Wij verwachten dat de afbakening van het begrip spaargeld nog discussie gaat opleveren. Kunnen cryptovaluta voor wat het rechtsherstel betreft ook als spaargeld worden gezien? Is goud spaargeld? En hoe wordt omgegaan met contant aangehouden geld?
Q: De Hoge Raad oordeelde dat het forfaitaire rendement in box 3 in strijd is met het recht op eigendom als dit hoger is dan het werkelijk rendement. Zet dit oordeel de deur open om andere forfaits in de belastingwetgeving ter discussie te stellen, zoals het eigenwoningforfait?

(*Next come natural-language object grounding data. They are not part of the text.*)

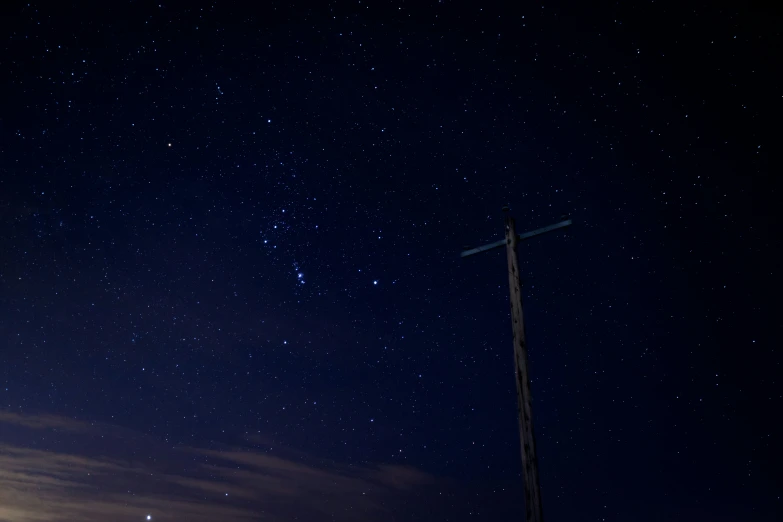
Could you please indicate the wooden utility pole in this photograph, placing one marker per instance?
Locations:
(533, 508)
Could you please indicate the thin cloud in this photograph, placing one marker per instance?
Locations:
(72, 478)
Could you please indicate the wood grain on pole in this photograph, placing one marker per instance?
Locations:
(533, 508)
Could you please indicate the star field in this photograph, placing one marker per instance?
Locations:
(230, 286)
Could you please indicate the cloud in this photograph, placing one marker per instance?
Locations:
(57, 469)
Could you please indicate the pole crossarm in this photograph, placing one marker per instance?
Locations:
(520, 237)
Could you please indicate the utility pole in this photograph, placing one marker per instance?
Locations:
(533, 509)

A: Deze kwestie doet denken aan een door ons gevoerde cassatieprocedure waarin een gelijksoortige vraag speelde. Het betrof in die zaak een casino op Sint-Maarten, waarvoor de fiscus de genoten fooien fictief vaststelde op een forfaitair bedrag van 10% van de totale omzet. Het gevolg hiervan was dat 10% van de gehele omzet werd behandeld als loon. De Hoge Raad oordeelde dat uit de wetgevingsprocedure op Sint-Maarten niet duidelijk bleek of hiermee de werkelijkheid werd benaderd. Ook anderszins was dit niet bewezen. Na verwijzing door de Hoge Raad werden de aanslagen die waren gebaseerd op de fictie van 10% vernietigd. Het forfait staat te ver af van de werkelijkheid.

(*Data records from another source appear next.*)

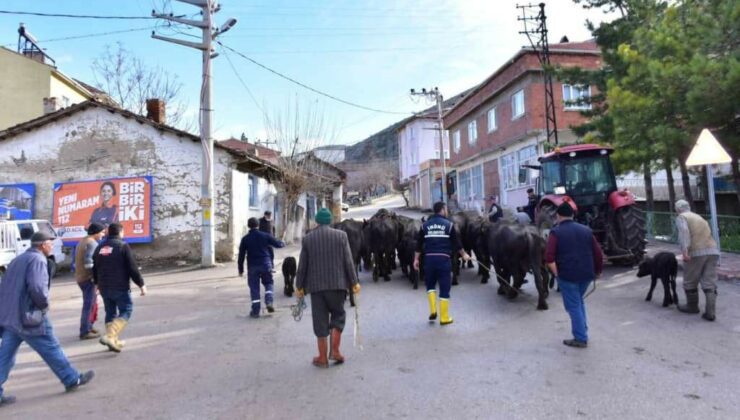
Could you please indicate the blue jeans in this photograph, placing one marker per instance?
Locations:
(255, 274)
(438, 269)
(89, 305)
(572, 293)
(118, 304)
(47, 346)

De kwestie die speelt in de onlangs gewezen box 3-arresten is dan ook zeker niet nieuw. Mogelijk zetten deze arresten dan ook de deur (verder) open naar de bestrijding van andere ficties in de belastingwetgeving die de werkelijkheid niet genoeg benaderen. Wellicht is in dit kader ook interessant het in 2019 door de Algemene Rekenkamer gepubliceerde rapport over forfaits in het belastingstelsel.
Wel bezwaar gemaakt
Q: Loop ik nu met het maken van bezwaar ter behoud van rechten een risico dat de berekening in de toekomst wordt gemaakt op basis van een hoger daadwerkelijk rendement dan het nieuwe forfaitaire spaarrendement?
A: De compensatie voor box 3 wordt op basis van de nieuwe forfaits gegeven. Dit wordt uitgewerkt in een beleidsregel en wetgeving. Wij menen dat de inspecteur deze forfaits moet toepassen en niet mag afwijken naar een hoger rendement als het daadwerkelijk rendement hoger is.
Wel kan het box 3-inkomen naar beneden worden bijgesteld als de belastingplichtige in een verzoek om ambtshalve vermindering stelt dat het rechtsherstel niet voldoende compensatie biedt, bijvoorbeeld omdat verlies is geleden op beleggingen.
Q: Wat zijn de mogelijkheden als onverhoopt niet voor 4 augustus 2022 rechtsherstel wordt geboden?
A: In dat geval voldoet de Staassecretaris niet aan de verplichting om de aanslag binnen zes maanden na de collectieve uitspraak op bezwaar te verminderen. De Staatssecretaris heeft opgemerkt dat in dat geval boetes aan de Belastingdienst kunnen worden opgelegd. Uit de brief van 1 februari (nr. 2022-0000035345) blijkt dat hij doelt op ingebrekestelling en dwangsommen. De dwangsomregeling lijkt inderdaad niet uitgesloten te zijn van de massaalbezwaarprocedure waardoor de Belastingdienst in gebreke kan worden gesteld. Dit heeft in beginsel tot gevolg dat dwangsommen kunnen worden verbeurd indien niet tijdig rechtsherstel wordt geboden.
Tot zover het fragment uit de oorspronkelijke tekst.